Au milieu des années 1960, l’arsenal nucléaire croissant de l’Union soviétique avait commencé à miner la crédibilité de la dissuasion nucléaire de l’Ouest. En 1966, la France, ouvertement sceptique face aux promesses de soutien nucléaire des Américains, se retira de la structure militaire intégrée de l’OTAN (mais non pas de l’Alliance) et ordonna la fermeture des bases canadiennes et américaines sur son sol. Pearson, alors Premier ministre, se demanda sarcastiquement si le Canada devait également rapatrier les corps des 100 000 Canadiens morts lors des deux conflits mondiaux, dont beaucoup étaient enterrés en France. La nouvelle stratégie de « riposte graduée » de l’OTAN, adoptée en 1967 après des années de pressions américaines, prévoyait de riposter aux menaces soviétiques à tous les niveaux possibles de conflit, y compris avec des forces conventionnelles, lesquelles devaient donc être augmentées. Option coûteuse, la riposte graduée ne coïncida pas toujours avec les priorités financières des gouvernements membres.

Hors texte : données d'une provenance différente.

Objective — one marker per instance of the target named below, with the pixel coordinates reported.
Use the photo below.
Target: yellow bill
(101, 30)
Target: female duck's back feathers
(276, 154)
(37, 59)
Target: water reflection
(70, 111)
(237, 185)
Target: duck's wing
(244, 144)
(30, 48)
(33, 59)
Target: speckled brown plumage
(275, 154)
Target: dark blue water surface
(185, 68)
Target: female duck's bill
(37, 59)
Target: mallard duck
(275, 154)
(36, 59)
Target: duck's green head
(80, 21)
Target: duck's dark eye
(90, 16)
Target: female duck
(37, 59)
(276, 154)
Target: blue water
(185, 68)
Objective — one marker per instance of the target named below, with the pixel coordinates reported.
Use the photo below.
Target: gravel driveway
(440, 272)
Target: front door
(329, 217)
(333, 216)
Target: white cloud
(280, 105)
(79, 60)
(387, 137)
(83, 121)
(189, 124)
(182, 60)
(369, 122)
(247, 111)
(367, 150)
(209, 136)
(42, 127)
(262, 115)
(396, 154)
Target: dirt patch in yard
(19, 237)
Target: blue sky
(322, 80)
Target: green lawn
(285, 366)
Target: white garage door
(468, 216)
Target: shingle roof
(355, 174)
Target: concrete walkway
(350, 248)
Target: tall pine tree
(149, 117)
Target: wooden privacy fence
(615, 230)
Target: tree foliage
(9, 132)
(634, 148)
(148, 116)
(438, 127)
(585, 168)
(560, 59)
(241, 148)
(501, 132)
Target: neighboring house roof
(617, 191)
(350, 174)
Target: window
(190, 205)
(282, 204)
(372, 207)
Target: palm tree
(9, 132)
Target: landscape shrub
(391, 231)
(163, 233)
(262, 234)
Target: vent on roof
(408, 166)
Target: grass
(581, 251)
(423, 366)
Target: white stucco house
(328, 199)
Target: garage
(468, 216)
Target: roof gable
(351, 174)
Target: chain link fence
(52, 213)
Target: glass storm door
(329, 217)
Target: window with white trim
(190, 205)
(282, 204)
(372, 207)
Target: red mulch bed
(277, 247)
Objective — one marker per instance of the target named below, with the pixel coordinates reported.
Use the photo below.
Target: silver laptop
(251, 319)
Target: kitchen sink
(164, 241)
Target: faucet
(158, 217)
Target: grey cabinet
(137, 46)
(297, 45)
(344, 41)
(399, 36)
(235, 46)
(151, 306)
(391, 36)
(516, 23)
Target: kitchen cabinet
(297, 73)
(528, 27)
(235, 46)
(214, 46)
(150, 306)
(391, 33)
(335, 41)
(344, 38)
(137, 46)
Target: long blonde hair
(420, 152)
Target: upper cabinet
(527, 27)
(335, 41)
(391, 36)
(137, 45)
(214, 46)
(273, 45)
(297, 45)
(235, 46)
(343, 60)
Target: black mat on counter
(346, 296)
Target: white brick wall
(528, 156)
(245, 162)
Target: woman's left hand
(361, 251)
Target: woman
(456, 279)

L’attitude des Canadiens face à l’OTAN changeait également. À la fin des années 1950, certains Canadiens croyaient que la participation à une alliance militaire dominée par les ÉtatsUnis était peu judicieuse; d’autres croyaient que les intérêts du Canada seraient mieux servis par les Nations Unies, ou même en revenant à l’isolationnisme d’antan. La création en 1957-1958 du Coinmandement de la défense aérienne de l’Amérique du Nord (NORAD), une organisation mixte canado-américaine, renforça les défenses du continent contre une attaque de bombardiers soviétiques, mais, en dépit des assurances du Canada, les alliés y virent une entreprise peu pertinente en ce qui concernait la ligne principale de défense de l’Alliance en Europe et dans l’Atlantique Nord. Au milieu des années 1960, même Pearson, qui avait contribué à négocier le Traité de l’Atlantique Nord, exprima des doutes sur l’avenir des engagements du Canada à la lumière de l’influence prépondérante de Washington et du peu d’empressement de l’Europe à consacrer davantage d’argent à sa propre défense.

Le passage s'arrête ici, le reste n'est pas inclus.